I remember being in six grade asking my mom to blow dry my hair straight and she would do the front and leave the back curly. I can only imagine today what that would look like; thankfully, there is no photographic proof.
This interest in straightening my hair would continue at full force from high school straight through my junior year of college. The only times my hair wasn’t heat straightened or heat straightened and heat curled was during New England summers where the humidity would dictate nothing less than frizzy curls.
To be honest, I was never shamed for having curly hair or felt different because of it, I really just loved the way my hair looked straight more than I liked it curly.
It was silky, I could run my hands through it, or braid it, or friends could play my hair without my worry of curls being pulled out. Even today, when I’m attending an important event, I feel most put together when my hair is sleek and heat styled.

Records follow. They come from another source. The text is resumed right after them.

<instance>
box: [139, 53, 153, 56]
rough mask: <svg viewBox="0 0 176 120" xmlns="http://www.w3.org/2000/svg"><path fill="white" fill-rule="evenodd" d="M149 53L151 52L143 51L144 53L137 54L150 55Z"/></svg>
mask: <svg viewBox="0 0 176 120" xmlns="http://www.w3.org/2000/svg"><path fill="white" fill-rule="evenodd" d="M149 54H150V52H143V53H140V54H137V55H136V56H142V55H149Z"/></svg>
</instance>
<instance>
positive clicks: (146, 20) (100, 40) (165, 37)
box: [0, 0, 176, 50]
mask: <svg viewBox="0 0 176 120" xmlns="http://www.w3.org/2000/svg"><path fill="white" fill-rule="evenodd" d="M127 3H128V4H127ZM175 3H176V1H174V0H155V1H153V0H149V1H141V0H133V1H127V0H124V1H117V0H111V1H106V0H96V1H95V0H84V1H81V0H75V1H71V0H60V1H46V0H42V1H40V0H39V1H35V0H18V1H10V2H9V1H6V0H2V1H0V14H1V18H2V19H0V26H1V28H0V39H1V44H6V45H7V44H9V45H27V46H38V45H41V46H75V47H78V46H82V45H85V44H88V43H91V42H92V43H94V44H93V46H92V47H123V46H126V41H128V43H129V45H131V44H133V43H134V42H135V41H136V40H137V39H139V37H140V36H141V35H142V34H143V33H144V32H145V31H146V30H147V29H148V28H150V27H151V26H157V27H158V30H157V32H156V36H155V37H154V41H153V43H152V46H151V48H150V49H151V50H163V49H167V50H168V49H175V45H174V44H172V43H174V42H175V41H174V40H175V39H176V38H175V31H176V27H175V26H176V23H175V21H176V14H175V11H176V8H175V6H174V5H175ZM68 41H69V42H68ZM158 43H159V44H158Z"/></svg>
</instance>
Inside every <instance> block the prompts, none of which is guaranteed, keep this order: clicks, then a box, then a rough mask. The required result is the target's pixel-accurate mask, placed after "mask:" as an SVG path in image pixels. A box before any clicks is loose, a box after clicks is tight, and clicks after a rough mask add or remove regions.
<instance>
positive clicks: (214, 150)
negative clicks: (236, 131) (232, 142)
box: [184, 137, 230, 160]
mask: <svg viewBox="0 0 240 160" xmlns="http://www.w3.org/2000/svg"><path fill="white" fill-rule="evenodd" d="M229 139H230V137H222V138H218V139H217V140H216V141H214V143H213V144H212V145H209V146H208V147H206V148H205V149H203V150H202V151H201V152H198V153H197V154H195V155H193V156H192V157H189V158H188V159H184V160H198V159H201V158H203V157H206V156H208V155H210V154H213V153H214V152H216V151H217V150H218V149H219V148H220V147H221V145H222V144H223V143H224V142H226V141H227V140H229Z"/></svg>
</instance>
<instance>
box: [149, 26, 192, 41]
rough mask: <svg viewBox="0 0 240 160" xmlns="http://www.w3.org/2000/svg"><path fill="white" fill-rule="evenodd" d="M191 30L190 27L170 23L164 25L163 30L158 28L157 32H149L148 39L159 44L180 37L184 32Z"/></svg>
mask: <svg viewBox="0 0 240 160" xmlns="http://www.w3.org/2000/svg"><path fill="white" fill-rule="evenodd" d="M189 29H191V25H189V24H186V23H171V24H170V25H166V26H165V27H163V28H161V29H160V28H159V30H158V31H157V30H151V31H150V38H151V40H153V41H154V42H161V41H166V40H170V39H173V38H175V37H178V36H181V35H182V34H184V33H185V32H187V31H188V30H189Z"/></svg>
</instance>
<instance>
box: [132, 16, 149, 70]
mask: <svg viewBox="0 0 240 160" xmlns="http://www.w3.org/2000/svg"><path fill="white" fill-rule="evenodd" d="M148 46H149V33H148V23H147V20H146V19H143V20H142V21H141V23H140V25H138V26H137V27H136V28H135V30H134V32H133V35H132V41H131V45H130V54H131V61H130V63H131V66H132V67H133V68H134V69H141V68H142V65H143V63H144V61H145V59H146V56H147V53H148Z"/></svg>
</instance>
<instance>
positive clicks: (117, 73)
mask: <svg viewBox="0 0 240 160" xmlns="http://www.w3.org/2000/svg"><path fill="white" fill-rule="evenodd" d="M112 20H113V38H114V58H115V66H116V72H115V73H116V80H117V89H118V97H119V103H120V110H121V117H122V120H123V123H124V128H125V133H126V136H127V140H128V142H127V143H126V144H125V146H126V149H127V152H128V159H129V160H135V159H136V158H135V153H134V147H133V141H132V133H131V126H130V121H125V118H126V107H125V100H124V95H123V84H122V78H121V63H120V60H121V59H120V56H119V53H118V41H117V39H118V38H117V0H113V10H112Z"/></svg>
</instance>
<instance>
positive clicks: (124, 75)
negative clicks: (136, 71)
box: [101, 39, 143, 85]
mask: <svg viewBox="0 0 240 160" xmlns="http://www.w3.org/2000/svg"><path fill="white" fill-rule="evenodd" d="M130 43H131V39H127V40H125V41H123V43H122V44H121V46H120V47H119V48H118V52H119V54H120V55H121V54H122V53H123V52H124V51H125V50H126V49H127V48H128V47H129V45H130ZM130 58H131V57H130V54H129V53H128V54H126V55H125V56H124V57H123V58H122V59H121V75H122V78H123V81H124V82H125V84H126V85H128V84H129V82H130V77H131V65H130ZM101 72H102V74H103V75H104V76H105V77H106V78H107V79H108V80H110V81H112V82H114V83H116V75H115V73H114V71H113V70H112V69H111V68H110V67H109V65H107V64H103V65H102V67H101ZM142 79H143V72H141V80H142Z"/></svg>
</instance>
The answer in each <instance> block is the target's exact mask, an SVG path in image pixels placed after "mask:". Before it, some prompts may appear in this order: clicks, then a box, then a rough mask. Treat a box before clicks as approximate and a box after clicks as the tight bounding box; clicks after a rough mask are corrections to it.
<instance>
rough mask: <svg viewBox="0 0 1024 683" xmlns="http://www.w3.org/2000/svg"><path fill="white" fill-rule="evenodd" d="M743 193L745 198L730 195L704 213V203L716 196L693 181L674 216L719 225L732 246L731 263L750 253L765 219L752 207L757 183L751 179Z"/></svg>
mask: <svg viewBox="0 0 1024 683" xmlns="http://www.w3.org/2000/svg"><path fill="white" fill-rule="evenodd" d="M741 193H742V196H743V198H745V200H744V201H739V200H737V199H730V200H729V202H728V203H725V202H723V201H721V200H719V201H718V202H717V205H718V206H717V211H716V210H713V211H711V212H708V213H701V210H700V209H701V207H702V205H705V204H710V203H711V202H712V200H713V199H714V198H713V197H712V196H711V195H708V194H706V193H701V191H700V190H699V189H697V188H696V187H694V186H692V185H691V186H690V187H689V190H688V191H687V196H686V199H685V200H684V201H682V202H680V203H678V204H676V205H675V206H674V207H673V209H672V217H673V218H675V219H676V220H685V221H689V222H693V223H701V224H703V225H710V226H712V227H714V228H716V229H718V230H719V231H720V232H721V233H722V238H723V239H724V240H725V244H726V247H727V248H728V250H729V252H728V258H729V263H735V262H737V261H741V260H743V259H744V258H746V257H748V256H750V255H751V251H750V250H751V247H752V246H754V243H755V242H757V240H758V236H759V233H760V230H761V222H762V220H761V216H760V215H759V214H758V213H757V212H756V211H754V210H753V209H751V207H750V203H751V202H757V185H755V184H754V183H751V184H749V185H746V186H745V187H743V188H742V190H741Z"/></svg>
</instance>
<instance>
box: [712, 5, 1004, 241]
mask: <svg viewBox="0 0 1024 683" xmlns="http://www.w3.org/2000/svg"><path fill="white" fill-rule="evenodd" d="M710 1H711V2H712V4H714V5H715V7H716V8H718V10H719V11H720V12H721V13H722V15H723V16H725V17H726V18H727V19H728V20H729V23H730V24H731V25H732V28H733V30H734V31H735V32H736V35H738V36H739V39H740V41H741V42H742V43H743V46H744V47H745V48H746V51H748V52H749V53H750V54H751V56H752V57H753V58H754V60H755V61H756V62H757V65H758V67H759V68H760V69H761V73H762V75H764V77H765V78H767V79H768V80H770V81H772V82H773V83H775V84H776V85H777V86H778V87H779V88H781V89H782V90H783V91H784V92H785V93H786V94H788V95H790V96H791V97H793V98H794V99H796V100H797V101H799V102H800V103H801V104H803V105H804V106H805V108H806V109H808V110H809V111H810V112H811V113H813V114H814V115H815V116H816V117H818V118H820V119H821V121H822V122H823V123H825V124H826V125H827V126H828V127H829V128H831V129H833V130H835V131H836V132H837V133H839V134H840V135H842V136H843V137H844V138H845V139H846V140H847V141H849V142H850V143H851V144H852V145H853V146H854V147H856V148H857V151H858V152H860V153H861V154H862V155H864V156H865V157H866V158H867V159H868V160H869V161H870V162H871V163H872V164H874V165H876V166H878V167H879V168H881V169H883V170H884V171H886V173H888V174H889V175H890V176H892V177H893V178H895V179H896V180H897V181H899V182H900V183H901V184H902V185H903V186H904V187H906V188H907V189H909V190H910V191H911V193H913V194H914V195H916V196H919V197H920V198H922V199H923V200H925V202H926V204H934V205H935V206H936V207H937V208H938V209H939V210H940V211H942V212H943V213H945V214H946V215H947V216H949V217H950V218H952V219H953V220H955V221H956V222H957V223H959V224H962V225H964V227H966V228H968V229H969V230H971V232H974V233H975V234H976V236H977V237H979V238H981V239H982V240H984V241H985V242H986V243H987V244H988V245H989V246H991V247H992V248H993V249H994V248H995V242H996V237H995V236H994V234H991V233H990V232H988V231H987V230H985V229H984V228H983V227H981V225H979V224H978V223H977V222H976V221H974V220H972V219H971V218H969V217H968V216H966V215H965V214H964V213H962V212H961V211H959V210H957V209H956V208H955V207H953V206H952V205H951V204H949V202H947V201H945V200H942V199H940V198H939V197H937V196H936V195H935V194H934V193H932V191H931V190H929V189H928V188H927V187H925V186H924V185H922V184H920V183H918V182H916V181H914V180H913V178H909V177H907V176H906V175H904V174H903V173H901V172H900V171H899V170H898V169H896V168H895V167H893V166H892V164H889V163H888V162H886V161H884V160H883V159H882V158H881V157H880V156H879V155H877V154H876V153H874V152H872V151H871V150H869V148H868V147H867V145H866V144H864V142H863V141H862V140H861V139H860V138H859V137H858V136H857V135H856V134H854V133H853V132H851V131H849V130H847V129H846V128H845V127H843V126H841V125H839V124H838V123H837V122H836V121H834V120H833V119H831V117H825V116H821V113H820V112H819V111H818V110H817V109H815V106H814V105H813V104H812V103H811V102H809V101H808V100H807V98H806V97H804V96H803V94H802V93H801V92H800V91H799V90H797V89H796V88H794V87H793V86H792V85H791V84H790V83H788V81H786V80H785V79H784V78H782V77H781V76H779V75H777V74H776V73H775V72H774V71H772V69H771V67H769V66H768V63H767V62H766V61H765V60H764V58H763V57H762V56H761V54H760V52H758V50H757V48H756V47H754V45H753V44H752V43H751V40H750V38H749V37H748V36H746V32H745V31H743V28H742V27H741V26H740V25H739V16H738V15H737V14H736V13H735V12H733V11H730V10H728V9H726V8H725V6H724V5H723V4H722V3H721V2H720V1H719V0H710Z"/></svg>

However, by the end of my freshman year of college, I had considerable heat damage on my ends, which resulted in needing to cut 6 inches off the length of my hair.
It was a huge disappointment to me because I loved my long hair, but it didn’t create the wake-up call to stop using heat on my hair like it should have. That wake-up call didn’t come for another two years.
As I said, the curls came out every summer when the weather was just too humid to keep my hair tame. In college, summer started in late April and extended through the end of September.
My friends would see my curls pop out twice a year for maybe three weeks each. They always liked when my hair was straight but they loved when my hair was curly.
At the end of September my senior year of college, just as the season was starting to turn where I would straighten my hair again, they sat me down and held a mini-intervention. They encouraged me to stop hiding a unique aspect of myself and see where my curly hair journey could go.
I have now been a proud curly girl for two years. I have a 3B hair which is defined as a definite S shape with a defined curl pattern, with or without the use of curl enhancing products.
It was a struggle in the beginning, but embracing my curly hair has been integral to owning my uniqueness and confidence and has done wonders to my sense of style and self-worth.
I am so grateful to the friends who saw something in me that I couldn’t yet see in myself, and the trust I had in myself to start my curly hair journey.